Monday, February 09, 2009

Future of Middle East peace hangs in Israeli election balance

Violence drives politics in the Middle East, not just in the decisions by the dictators who control the Arab countries, but also in the election booth in Israel's quasi-Democratic parliamentary system.

Tuesday, Israelis go to the polls, and once again they share in this election what has been shared before. The elections follow a major wave of violence and conflict. And, most of the Arab Palestinian citizens in Israel will, once again, cut off the noses of their pride to spite their best interests. They will boycott the elections argiong that there is no difference between the Kadima and Labor Parties on the left, headed by Tzipi Livni and Ehud Barak, and with the utltra-extremist parties led by Benjamin Netanyahu.

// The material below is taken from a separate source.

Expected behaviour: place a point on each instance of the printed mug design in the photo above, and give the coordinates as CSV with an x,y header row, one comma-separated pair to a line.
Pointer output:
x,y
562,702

In the past, elections that have followed long periods of conflict and violence in Israel, have ended up causing israel's electorate to spin out of control to embrace the far right.

In happened in 1996, a year after Israeli Prime Minister Yitzhak Rabin was assassinated by an Israeli fanatic who opposed his support of peace with the Palestinians and a growing spat of suicide bombings by the Hamas terrorist organization. Benjamin Netanyahu ousted Shimon Peres as prime minister and drove the nation towards a harsher confrontation with the Palestinians and moved the region further away from peace.

In 2000, the peace process collapsed driven by a lot of factors. Those factors included the inept manipulation of the process by President Bill Clinton and his biased Middle East liaison Dennis Ross; the refusal of Barak, then Israel's prime minister to meet face-to-face with Palestinian President Yasir Arafat; and Arafat's inability to accept the elimination of the Palestinian Right of Return without a major quid pro quo from Israel. The collapse launched the 2nd Intifada, or Palestinian "rebellion" against the Israeli occupation, and another long wave of violence and suicide attacks by Hamas. That violence helped Ariel Sharon, one of Israel's most extreme leaders, to win the election.

Now, as the war with Hamas in the Gaza Strip has raised the level of condemnation of Israel's harsh military assault that included hundreds of civilian fatalities by nation's throughout the world, Netanyahu is perched to once again win. Many believe Netanyahu's rivals, Livni and Barak and Ehud Olmert, the Israeli Prime Minister who has been accused of wide spread corruption and was forced to step down as a candidate for re-election and th ehead of his party, launched the Gaza War thinking they could undercut Netanyahu's extremism by showing the voters they could flex their muscles.

But the Gaza war failed to achieve any of Israel's goals. Hamas remains not only as a potent force but with growing popularity among frustrated Palestinians convinced Israel will never concede any land or remove core settlements in the West Bank. Israel withdrew after weeks of onslaught, but without destroying Hamas.

The real tragedy is that the Middle East has been leaderless for years. Everyone talks peace, but few leaders, Arab or Israeli, have the courage to fight for peace. it is easier to fight in wars.

Even more tragic is the fact that Arabs and Israelis both know what the final compromise will be: Land for peace. Israeli security. Palestine in the West Bank and Gaza Strip. A sharing of Arab East Jerusalem with Israel given control over the city's ancient Jewish areas. Compensation for the refugees, Palestinian and Jewish. And Israel keeps some settlements in the West Bank in exchange for an equal amount of land (inch-for-inch) from the pre-1967 Israel borders.

The peace agreement is out there. It's just waiting for people willing to make it work.